Increased Financial Loss

Regrettably credit card shimming results in a great loss of cash to the consumers’ merchants and banks. These schemes take time to be discovered such that thousands of cards are already being stolen before the culprits get arrested with the shimmer device. They then produce large quantities of fake cards and quickly cash them through various scams.
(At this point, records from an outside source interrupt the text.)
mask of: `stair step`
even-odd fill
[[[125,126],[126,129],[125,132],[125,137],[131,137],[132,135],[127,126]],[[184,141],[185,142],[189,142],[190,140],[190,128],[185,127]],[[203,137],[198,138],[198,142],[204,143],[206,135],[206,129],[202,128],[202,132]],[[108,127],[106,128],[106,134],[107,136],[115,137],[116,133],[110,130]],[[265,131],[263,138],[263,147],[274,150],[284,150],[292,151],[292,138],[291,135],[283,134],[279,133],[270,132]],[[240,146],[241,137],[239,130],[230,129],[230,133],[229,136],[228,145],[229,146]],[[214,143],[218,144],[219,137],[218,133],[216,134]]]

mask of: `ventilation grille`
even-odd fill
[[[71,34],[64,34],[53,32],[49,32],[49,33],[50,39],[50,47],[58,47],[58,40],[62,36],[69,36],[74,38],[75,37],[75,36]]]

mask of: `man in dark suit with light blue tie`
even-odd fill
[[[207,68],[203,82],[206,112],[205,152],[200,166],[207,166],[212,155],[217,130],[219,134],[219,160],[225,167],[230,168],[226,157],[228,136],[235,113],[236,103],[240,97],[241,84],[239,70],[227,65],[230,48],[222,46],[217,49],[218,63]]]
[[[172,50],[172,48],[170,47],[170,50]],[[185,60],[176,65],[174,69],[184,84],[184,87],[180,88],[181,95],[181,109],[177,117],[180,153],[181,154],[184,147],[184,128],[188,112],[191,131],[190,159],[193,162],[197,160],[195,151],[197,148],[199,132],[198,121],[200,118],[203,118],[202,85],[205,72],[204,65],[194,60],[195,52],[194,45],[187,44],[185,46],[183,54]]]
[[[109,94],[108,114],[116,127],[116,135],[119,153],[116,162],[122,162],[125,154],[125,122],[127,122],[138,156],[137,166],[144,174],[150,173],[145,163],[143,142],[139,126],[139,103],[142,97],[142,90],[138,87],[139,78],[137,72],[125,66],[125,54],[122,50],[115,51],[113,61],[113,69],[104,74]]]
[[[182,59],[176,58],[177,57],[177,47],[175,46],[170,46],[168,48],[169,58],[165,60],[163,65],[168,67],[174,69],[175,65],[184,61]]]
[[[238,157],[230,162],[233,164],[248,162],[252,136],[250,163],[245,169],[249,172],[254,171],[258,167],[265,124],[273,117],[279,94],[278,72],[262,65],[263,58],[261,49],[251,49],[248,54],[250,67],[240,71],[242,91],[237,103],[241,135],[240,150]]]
Consumers are left to their fate with hundreds or thousands of dollars in charges made through fraudulent means. When those charges are levied the process of getting them reversed takes a lot of time, energy, and stress to have them undone. It is also important to note that merchants suffer from high chargeback rates and penalties from credit card issuers. Banks are also on the receiving end through losses through all the fraud claims chargeback costs as well as reissued cards.

Shimmers are essentially thin flakes that allow hackers to gain access to an organization’s network by exploiting vulnerabilities in its system or infrastructure.

Paying attention to the need to combat shimmers is crucial not only to the consumer but also to the merchant. Customers should take these steps.

  • Do not blink as your card is being swiped. In case you notice anything strange with the card reader inform the merchant.
  • Review statements at least once a week to see if any charges are unfamiliar to the account holder. Inform your bank about any transaction you did not authorize immediately.
Merchants should
  • Check card readers daily including tamper-proof tape. This involves searching for anything loose, damaged, or added to the object.
  • It would be helpful to replace the payment terminals with those that offer better security measures against fraud.
  • Raise awareness and teach staff how to recognize shimmers and report if they see or suspect anything.

Thus, you should enforce rigorous security measures to limit physical access to terminals and POS locations.

Consumers, merchants, and financial institutions have to join forces to contain the threat that shimming attacks pose. This involves refining measures to protect information educating employees to observe for assaults and informing each other of fresh types of scams. Therefore, the payments industry should be keen and remain progressive to overcome sophisticated threats such as credit card shimming.